Online First • Versions 5
Abstract: One of the major challenges to build a task-oriented dialogue system is that dialogue state transition frequently happens between multiple domains such as booking hotels or restaurants. Recently, the encoder-decoder model based on the end-to-end neural network has become an attractive approach to meet this challenge. However, it usually requires a sufficiently large amount of training data and it is not flexible to handle dialogue state transition. This paper addresses these problems by proposing a simple but practical framework called Multi-Domain KB-BOT (MDKB-BOT), which leverages both neural networks and rule-based strategy in natural language understanding (NLU) and dialogue management (DM). Experiments on the data set of the Chinese Human-Computer Dialogue Technology Evaluation Campaign show that MDKB-BOT achieves competitive performance on several evaluation metrics, including task completion rate and user satisfaction.
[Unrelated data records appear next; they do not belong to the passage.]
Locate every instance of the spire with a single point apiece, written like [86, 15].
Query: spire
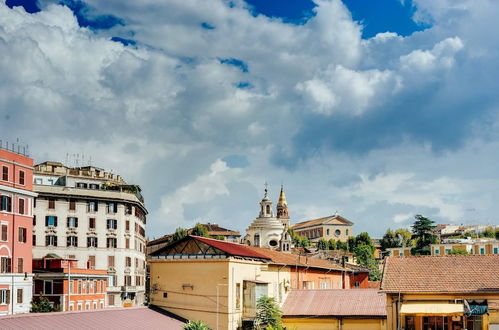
[282, 206]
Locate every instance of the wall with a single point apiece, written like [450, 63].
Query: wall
[335, 323]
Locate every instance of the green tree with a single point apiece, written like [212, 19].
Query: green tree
[196, 325]
[268, 314]
[422, 233]
[351, 243]
[389, 240]
[199, 230]
[322, 244]
[341, 245]
[365, 257]
[178, 235]
[404, 237]
[331, 244]
[458, 252]
[41, 305]
[489, 233]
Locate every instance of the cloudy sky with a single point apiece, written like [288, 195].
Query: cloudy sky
[379, 110]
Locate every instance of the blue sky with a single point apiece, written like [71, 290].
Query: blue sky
[360, 107]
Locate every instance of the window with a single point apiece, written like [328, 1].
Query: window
[5, 173]
[112, 224]
[72, 241]
[20, 265]
[5, 265]
[72, 222]
[110, 261]
[48, 287]
[93, 206]
[6, 203]
[21, 177]
[91, 241]
[51, 220]
[4, 232]
[19, 296]
[91, 223]
[21, 206]
[238, 295]
[111, 242]
[91, 262]
[22, 235]
[4, 297]
[112, 208]
[51, 240]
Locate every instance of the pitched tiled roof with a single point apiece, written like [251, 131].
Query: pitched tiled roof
[231, 248]
[121, 318]
[458, 273]
[354, 302]
[308, 223]
[295, 260]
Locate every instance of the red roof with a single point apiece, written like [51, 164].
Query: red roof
[451, 273]
[354, 302]
[231, 248]
[111, 318]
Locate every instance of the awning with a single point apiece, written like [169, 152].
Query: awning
[432, 308]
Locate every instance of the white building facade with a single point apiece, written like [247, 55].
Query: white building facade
[95, 217]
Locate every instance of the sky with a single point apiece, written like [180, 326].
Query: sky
[378, 110]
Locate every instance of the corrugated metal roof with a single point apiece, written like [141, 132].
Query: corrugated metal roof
[350, 302]
[231, 248]
[122, 318]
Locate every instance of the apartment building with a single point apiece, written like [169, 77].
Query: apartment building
[16, 218]
[68, 287]
[93, 216]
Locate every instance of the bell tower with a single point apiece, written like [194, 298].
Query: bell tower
[282, 208]
[266, 206]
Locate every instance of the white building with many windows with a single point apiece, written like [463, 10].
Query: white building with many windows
[93, 216]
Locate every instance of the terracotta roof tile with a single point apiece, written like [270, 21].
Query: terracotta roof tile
[121, 318]
[458, 273]
[352, 302]
[294, 259]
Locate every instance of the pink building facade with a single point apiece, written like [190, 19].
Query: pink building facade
[16, 230]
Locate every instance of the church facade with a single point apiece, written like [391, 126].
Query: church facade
[269, 231]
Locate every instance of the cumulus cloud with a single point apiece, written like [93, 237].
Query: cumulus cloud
[337, 118]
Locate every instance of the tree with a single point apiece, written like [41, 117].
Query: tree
[196, 325]
[389, 240]
[404, 237]
[351, 244]
[365, 257]
[41, 305]
[178, 235]
[422, 233]
[322, 244]
[331, 244]
[268, 314]
[199, 230]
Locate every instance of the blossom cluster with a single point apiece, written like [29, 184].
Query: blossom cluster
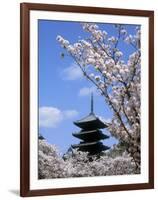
[79, 164]
[117, 79]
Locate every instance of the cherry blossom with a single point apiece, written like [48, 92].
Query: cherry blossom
[118, 80]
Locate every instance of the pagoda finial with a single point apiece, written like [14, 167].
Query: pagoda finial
[92, 102]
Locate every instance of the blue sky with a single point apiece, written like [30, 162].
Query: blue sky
[64, 94]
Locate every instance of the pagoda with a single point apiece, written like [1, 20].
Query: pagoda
[90, 133]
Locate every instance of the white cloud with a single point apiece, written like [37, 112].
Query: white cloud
[70, 113]
[86, 91]
[72, 73]
[51, 117]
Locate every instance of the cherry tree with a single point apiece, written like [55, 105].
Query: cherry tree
[77, 164]
[117, 79]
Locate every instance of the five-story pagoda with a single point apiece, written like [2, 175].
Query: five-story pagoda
[90, 133]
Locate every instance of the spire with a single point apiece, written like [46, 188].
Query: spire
[92, 102]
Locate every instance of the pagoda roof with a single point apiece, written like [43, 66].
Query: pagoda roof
[90, 135]
[91, 146]
[90, 121]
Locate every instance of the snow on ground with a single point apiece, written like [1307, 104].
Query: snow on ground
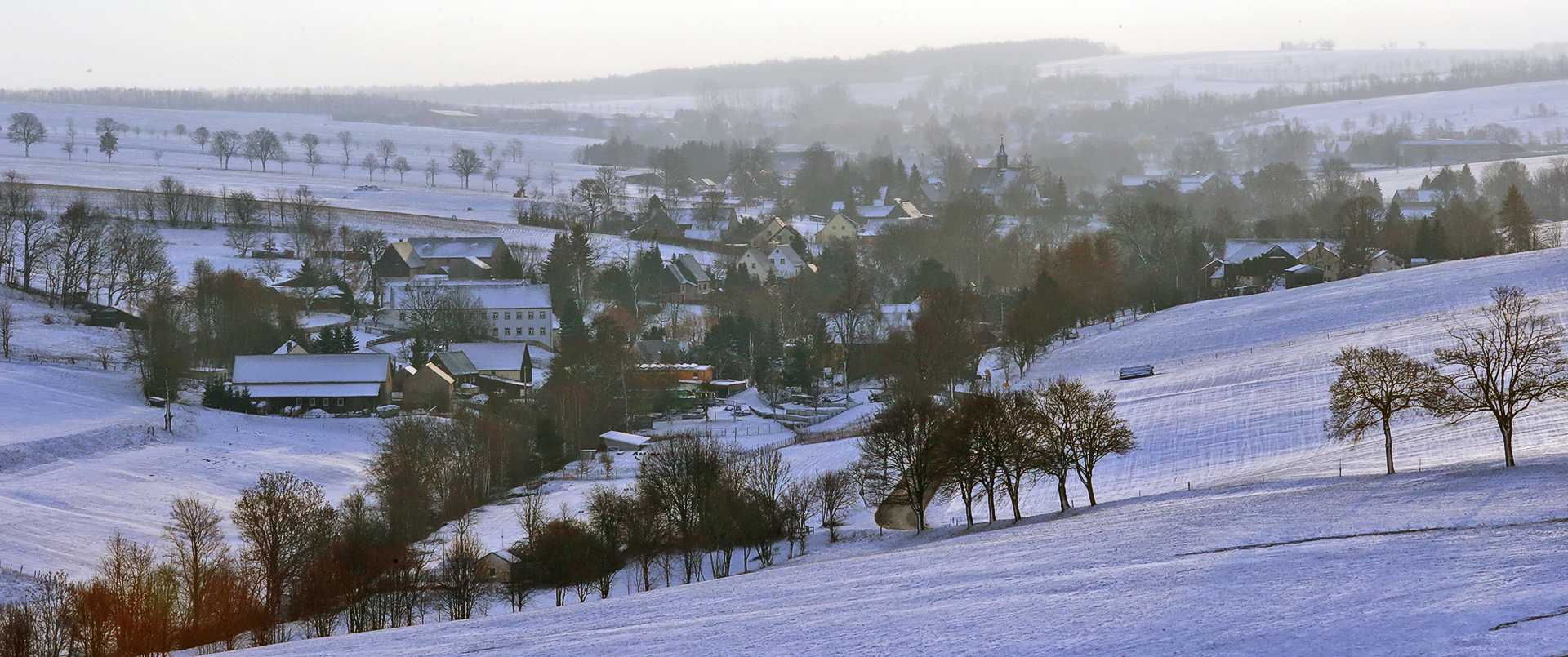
[59, 507]
[1136, 577]
[1247, 71]
[82, 455]
[1242, 384]
[1508, 105]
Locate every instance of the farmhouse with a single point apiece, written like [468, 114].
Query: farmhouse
[514, 311]
[337, 383]
[1450, 151]
[778, 260]
[457, 258]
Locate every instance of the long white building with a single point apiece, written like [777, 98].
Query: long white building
[516, 311]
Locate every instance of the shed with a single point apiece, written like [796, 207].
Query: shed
[496, 566]
[621, 441]
[429, 388]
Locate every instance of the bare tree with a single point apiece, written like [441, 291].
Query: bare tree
[25, 129]
[195, 534]
[461, 587]
[1504, 366]
[492, 173]
[225, 144]
[899, 458]
[313, 151]
[1375, 384]
[833, 493]
[441, 314]
[264, 144]
[284, 521]
[431, 170]
[69, 146]
[109, 144]
[7, 326]
[1087, 424]
[347, 140]
[386, 149]
[402, 166]
[465, 163]
[371, 163]
[513, 149]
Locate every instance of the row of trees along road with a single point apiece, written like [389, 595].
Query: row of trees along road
[1501, 366]
[988, 442]
[264, 146]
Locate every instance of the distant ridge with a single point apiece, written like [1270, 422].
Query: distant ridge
[888, 66]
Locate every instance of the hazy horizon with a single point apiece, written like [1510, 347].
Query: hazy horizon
[394, 42]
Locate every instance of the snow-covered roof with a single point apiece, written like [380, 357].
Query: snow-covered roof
[629, 439]
[457, 362]
[1242, 250]
[314, 389]
[455, 246]
[311, 369]
[671, 366]
[490, 294]
[502, 357]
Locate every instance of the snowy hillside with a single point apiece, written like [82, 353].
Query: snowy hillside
[1272, 551]
[82, 455]
[1137, 577]
[1242, 384]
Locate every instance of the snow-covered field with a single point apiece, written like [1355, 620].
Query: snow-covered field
[82, 455]
[1125, 579]
[1274, 551]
Keywords: Dialogue system; Knowledge base; Natural language understanding; Slot filling; Natural language generation
In the past decade, dialogue systems have become an attractive topic and they can be classified into open-domain dialogue systems and task-oriented dialogue systems. One general approach to dialogue system design is to treat it as a retrieval problem by learning the relevance matching score between user queries and system responses. Inspired by the recent advances in deep learning, building an end-to-end dialogue system has been a popular approach for its flexibility and extendibility. For example, encoder-decoder models based on recurrent neural networks (RNNs) directly maximize the likelihood of the desired responses when previous dialogue history data are available. However, one of the major drawbacks of those systems is that multiple training corpora are required and generic responses such as "I do not know" are likely to be generated. These drawbacks limit the generalization ability, especially for a task-oriented system in which knowledge from multiple domains is needed to understand users' underlying intents.
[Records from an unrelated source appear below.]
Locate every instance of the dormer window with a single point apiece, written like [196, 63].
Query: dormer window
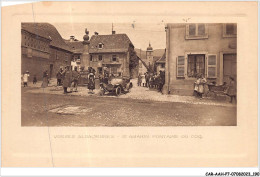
[100, 45]
[230, 30]
[196, 31]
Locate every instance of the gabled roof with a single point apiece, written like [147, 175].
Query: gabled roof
[46, 30]
[162, 59]
[111, 43]
[75, 46]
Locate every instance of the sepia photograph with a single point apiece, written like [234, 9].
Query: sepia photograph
[130, 84]
[160, 74]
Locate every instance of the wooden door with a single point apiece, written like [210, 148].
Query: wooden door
[230, 67]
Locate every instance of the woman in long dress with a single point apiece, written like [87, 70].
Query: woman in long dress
[45, 79]
[91, 83]
[67, 77]
[231, 90]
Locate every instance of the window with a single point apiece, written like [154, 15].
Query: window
[114, 58]
[196, 31]
[196, 65]
[180, 66]
[29, 52]
[66, 57]
[212, 66]
[100, 57]
[100, 45]
[230, 30]
[163, 65]
[114, 70]
[57, 55]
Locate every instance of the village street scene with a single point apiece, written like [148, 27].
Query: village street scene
[128, 74]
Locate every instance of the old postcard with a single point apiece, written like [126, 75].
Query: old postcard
[129, 84]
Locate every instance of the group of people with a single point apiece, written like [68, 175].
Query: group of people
[25, 78]
[152, 80]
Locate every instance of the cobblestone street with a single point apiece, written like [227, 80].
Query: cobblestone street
[140, 107]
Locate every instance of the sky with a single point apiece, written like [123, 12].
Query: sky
[139, 34]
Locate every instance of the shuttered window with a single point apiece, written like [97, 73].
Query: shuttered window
[212, 66]
[180, 66]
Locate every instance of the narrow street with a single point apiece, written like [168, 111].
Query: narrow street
[45, 108]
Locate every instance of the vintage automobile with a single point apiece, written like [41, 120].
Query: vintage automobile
[116, 85]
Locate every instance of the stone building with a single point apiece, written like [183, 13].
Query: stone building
[42, 48]
[77, 49]
[160, 64]
[148, 61]
[192, 49]
[112, 53]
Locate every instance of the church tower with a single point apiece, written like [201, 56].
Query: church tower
[149, 55]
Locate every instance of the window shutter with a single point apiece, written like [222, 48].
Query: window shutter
[212, 66]
[180, 66]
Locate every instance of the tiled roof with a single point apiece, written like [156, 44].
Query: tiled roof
[111, 43]
[48, 31]
[75, 46]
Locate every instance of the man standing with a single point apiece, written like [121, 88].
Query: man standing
[67, 75]
[147, 79]
[25, 79]
[59, 77]
[75, 78]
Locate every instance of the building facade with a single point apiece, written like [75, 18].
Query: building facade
[111, 53]
[77, 49]
[43, 49]
[160, 64]
[193, 49]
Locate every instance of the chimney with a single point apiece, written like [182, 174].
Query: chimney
[72, 38]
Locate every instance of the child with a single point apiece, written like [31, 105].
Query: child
[199, 86]
[34, 79]
[25, 79]
[231, 89]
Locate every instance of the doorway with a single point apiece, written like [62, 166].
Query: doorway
[51, 69]
[229, 67]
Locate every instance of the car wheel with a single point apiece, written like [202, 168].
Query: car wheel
[118, 91]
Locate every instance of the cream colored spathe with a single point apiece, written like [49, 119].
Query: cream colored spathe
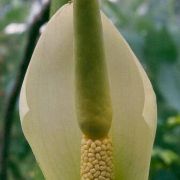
[47, 104]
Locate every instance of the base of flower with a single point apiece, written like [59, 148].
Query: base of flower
[96, 159]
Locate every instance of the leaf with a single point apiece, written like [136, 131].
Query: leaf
[47, 104]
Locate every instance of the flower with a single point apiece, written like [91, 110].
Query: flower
[48, 114]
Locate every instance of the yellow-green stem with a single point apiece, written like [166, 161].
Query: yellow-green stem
[93, 102]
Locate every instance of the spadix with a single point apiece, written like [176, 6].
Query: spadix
[47, 104]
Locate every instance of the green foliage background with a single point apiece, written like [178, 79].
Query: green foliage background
[152, 29]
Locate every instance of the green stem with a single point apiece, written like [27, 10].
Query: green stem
[55, 5]
[93, 102]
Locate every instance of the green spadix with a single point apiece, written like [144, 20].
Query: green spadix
[50, 91]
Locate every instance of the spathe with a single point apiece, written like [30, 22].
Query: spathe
[47, 104]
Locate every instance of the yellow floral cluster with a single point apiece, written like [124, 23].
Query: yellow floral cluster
[96, 159]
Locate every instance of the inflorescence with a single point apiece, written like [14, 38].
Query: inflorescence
[96, 159]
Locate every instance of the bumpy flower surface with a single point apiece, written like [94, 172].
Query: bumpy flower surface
[96, 159]
[48, 118]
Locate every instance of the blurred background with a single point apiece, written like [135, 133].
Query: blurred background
[152, 28]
Compared to end-to-end approach, designing a task-oriented dialogue system as modularized pipeline is feasible. And each essential component is trained individually, including 1) Natural Language Understanding (NLU), to specify task domain and user intent and extract slot-value pairs; 2) Dialogue Manager (DM), to keep tracking the dialogue state and guide users to achieve a desired goal; 3) Natural Language Generation (NLG), to generate responses. One of the challenges for a task-oriented dialogue system is that dialogue state transition frequently happens between multiple domains. If earlier components make mistakes in slot value extraction and errors are accumulated, the entire system's functionality will be severely impaired.
To address the complex dialogue state transition problem, we adopt the architecture of modularized pipeline and propose a multi-domain KB-BOT (MDKB-BOT), which leverages both rule extraction and neural networks. We run the evaluation experiments on the data set of the Chinese Human-Computer Dialogue Technology Evaluation Campaign and experimental results show that MDKB-BOT can robustly fulfill the frequent changes of user intent among three domains (flight, train and hotel) and achieve competitive scores based on human evaluation metrics.
As mentioned before, have been a lot of research efforts in applying deep learning to task-oriented dialogue systems. One of the most effective approaches is to build a modularized pipeline system by connecting NLU, DM and NLG together. Traditional approach to NLU is to model domain classification/intent detection as sentence classification while treating slot value pairs extraction as a sequence labeling task. A desirable NLU system should not be sensitive to intent error and slot error, especially for slot filling. For example, Xu and Sarikaya  applied a RNN to perform contextual domain classification and used a triangular conditional random field (CRF) based on a convolutional neural network for intent detection and slot filling. Jaech, Heck and Ostendorf  applied multi-task learning to achieve the goal to leverage knowledge of a source domain and improve the performance of a model in the target domain with little target data. Bapna et al.  explored the role of context information played in NLU via injecting it into a RNN based encoder and a memory network.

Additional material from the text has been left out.